Все, что теперь делал Герберт, он делал машинально.

Эти движения он знал наизусть, хотя до сих пор ему не приходилось их выполнять. Сами по себе они были просты, основное заключалось в быстроте реакции.

Он перевел газ на режим сверхзвуковой скорости. Выровнял качающуюся машину, включил автопилот. Кресла сами откинулись назад, и пилоты оказались в полулежачем положении. Двигатели взревели, залились почти непрерывным воем, переходившим в высокий свист.

Цепенеющей рукой Герберт успел включить аварийные часы, и в ту же секунду радист начал передавать аварийный сигнал.

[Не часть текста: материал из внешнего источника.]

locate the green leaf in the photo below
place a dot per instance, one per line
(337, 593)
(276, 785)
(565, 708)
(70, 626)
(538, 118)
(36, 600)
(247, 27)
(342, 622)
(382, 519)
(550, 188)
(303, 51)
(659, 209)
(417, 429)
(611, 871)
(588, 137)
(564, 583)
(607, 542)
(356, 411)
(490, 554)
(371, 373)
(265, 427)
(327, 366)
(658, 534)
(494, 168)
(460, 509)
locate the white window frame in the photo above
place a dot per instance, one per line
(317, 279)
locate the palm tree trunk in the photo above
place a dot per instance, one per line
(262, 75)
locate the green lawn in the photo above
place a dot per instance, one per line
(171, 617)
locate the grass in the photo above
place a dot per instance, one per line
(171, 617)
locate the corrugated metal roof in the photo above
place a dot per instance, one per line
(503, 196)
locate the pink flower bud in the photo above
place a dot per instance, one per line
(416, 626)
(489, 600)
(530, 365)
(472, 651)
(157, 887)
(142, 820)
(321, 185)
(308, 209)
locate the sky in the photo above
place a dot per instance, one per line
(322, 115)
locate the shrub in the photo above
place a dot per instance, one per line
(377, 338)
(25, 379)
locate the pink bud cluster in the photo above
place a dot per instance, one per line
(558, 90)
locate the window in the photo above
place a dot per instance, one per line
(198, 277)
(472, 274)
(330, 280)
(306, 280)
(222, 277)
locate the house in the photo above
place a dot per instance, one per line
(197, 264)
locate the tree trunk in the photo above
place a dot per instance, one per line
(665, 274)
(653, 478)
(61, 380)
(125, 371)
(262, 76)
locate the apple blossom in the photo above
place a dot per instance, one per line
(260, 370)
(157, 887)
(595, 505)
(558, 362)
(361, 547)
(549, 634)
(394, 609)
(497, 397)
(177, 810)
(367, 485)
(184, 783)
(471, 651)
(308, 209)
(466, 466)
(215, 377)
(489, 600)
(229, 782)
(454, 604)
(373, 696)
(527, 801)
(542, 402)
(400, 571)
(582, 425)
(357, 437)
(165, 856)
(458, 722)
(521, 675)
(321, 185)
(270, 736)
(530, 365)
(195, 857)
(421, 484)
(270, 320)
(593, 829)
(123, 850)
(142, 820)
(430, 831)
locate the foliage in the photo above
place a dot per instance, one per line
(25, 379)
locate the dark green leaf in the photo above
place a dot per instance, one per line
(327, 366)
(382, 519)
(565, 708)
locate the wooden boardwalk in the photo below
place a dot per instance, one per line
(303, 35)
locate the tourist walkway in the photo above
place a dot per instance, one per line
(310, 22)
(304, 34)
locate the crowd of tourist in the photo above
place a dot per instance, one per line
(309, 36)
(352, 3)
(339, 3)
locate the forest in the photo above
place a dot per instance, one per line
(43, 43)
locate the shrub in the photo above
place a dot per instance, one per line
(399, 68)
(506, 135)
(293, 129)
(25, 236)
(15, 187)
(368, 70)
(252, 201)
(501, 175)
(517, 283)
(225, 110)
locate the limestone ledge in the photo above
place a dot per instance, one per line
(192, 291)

Прошло всего лишь несколько секунд. Груз, сам собой отделившийся от машины, по огромной параболе несся сейчас к земле. Скорость самолета уже превзошла все допустимые цифры, перечисленные в приказе, и стрелка на приборе медленно входила в ту часть шкалы, где были обозначены красным цветом сверхзвуковые скорости.

Герберт отлично понимал, что, несмотря на максимальную скорость, машина не успеет выйти из зоны взрыва. Слишком малой была скорость в тот миг, когда что-то испортилось в устройстве сброса.

Еще через несколько секунд в углах кабины, за стеклами, появится вначале белая, затем зеленовато-фиолетовая вспышка. Она охватит все небо, проникнет в кабину, наполнит ее, ударит в глаза — и уже ничего больше тогда не увидишь. А в следующую секунду взорвутся баки с горючим.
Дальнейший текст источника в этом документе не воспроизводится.